The headlines blare it out: six dead in Gaza, including an Al Jazeera cameraman. The Israeli military, as is its wont, cites ‘precise strikes against Hamas targets’. The usual chorus of condemnation and justification follows.
But let us pause, dear readers, not to take sides in the endless cycle of blame, but to consider the deeper rot. We are living through a return to the Thirty Years’ War, where civilians are not collateral damage but the very grounds of battle. The cameraman, Hazem Khaled, is not just another number; he is a modern-day chronicler in a war where the image is more powerful than the bullet.

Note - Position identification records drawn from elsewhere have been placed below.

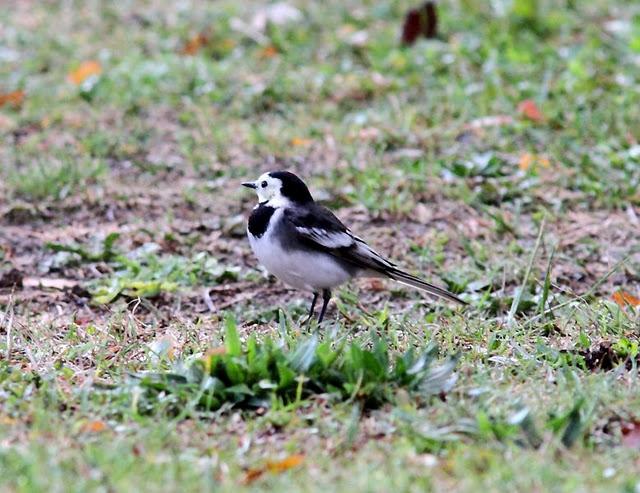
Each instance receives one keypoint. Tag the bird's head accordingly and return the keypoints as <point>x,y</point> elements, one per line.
<point>279,188</point>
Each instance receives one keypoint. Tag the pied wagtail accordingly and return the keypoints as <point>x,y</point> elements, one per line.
<point>307,247</point>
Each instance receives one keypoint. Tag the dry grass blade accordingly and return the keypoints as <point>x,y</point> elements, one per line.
<point>518,296</point>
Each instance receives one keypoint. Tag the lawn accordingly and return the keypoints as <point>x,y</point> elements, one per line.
<point>143,349</point>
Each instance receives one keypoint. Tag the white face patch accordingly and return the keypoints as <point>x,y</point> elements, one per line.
<point>268,188</point>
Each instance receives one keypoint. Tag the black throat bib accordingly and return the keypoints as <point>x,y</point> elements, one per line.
<point>259,219</point>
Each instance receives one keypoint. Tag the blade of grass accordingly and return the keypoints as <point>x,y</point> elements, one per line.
<point>518,296</point>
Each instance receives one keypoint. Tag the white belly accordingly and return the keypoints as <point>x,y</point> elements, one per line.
<point>299,269</point>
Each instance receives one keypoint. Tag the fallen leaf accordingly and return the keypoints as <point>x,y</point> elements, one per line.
<point>275,467</point>
<point>527,160</point>
<point>300,141</point>
<point>529,109</point>
<point>95,426</point>
<point>268,51</point>
<point>11,278</point>
<point>193,45</point>
<point>14,98</point>
<point>84,71</point>
<point>631,434</point>
<point>285,464</point>
<point>422,21</point>
<point>624,299</point>
<point>251,475</point>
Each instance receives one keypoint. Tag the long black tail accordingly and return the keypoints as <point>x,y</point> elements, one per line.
<point>409,280</point>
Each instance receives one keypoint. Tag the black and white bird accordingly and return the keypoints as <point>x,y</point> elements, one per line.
<point>307,246</point>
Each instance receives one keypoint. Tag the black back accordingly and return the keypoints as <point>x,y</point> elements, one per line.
<point>259,220</point>
<point>293,187</point>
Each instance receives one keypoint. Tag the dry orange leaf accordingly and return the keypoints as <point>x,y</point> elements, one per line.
<point>84,71</point>
<point>527,160</point>
<point>276,467</point>
<point>300,141</point>
<point>268,51</point>
<point>529,109</point>
<point>192,46</point>
<point>623,299</point>
<point>285,464</point>
<point>14,98</point>
<point>95,426</point>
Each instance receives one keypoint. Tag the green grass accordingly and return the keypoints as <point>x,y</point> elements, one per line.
<point>127,185</point>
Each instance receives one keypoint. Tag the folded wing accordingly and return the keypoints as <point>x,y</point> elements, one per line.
<point>319,229</point>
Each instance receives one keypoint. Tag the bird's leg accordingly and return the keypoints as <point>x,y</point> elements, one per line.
<point>313,306</point>
<point>326,296</point>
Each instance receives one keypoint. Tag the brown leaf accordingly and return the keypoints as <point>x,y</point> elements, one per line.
<point>268,51</point>
<point>251,475</point>
<point>275,467</point>
<point>14,98</point>
<point>12,278</point>
<point>631,434</point>
<point>193,45</point>
<point>624,299</point>
<point>285,464</point>
<point>84,71</point>
<point>422,21</point>
<point>529,109</point>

His death is a symbol of something larger: the death of the distinction between combatant and non-combatant, a concept that, like so many pillars of civilisation, has crumbled in the age of asymmetrical warfare. The West, particularly Europe, has grown fat and forgetful, imagining that such barbarism belongs to a bygone era. It does not.
It is here, now, and we are complicit through our silence, through our comfortable acceptance of ‘precision strikes’ that somehow always seem to find the journalists and the children. We must call this what it is: a moral cataract that blinds us to the suffering we abet. The Fall of Rome was not a single cataclysm; it was a slow decay of legal and ethical norms.
We will not hear the sound of our own collapse, but it will be recorded, every frame of it, by the very cameras we now destroy.